Soil processes are driven by soil organisms and their interactions with plants and soil abiotic conditions. Climate changes may directly or indirectly alter soil processes and the organisms mediating ...these processes. Although aboveground influences of ozone have been studied widely on agroecosystems, the effects on belowground processes are poorly understood. This study aimed to investigate the effects of elevated ozone concentration O3 on the components of soil microbial food webs and compare their responses between ozone-sensitive and ozone-tolerant wheat cultivars. The responses of soil biota to elevated O3 varied between the two wheat cultivars. Fungal PLFA and the fungi to bacteria ratio decreased following elevated O3, especially in the rhizospheric soil of ozone-tolerant wheat. Nematode functional guilds were sensitive to elevated O3 and cultivar effects. At wheat jointing stage, bacterivores belonging to K-strategies decreased following elevated O3, while fungivores exhibited a reverse trend.

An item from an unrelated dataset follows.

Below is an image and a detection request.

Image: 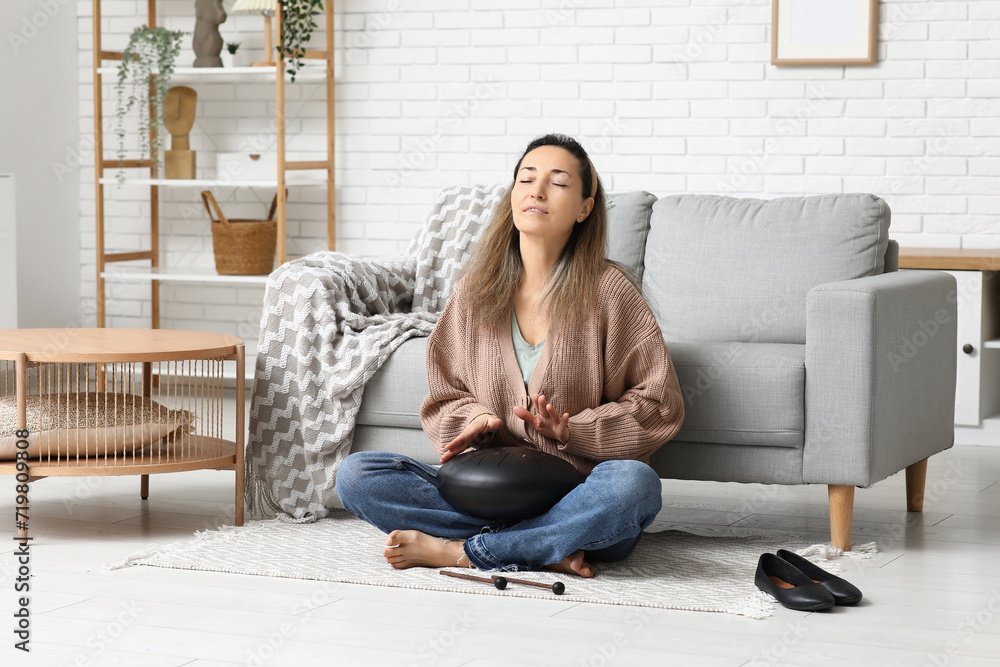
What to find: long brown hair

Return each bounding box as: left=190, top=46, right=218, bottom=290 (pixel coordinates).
left=464, top=134, right=619, bottom=333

The abundance of flagellates decreased in ozone-tolerant wheat, but increased in ozone-sensitive wheat following elevated O3. However, an opposite trend was found in the bacterivores belonging to r-strategies. In conclusion, wheat cultivars play an important role in determining the effects of elevated O3 on soil food web. The responses of soil biota to elevated O3 were greater in ozone-tolerant wheat than in ozone-sensitive wheat, which may in turn have influenced soil organic matter decomposition and nutrient turnover.
► Wheat cultivars are important in determining soil biota responses to elevated O3. ► Soil microbial communities were sensitive to elevated O3 in O3-tolerant cultivar. ► Higher abundance of flagellates was found in O3-tolerant cultivar. ► Nematode functional guilds were sensitive to elevated O3 and wheat cultivars.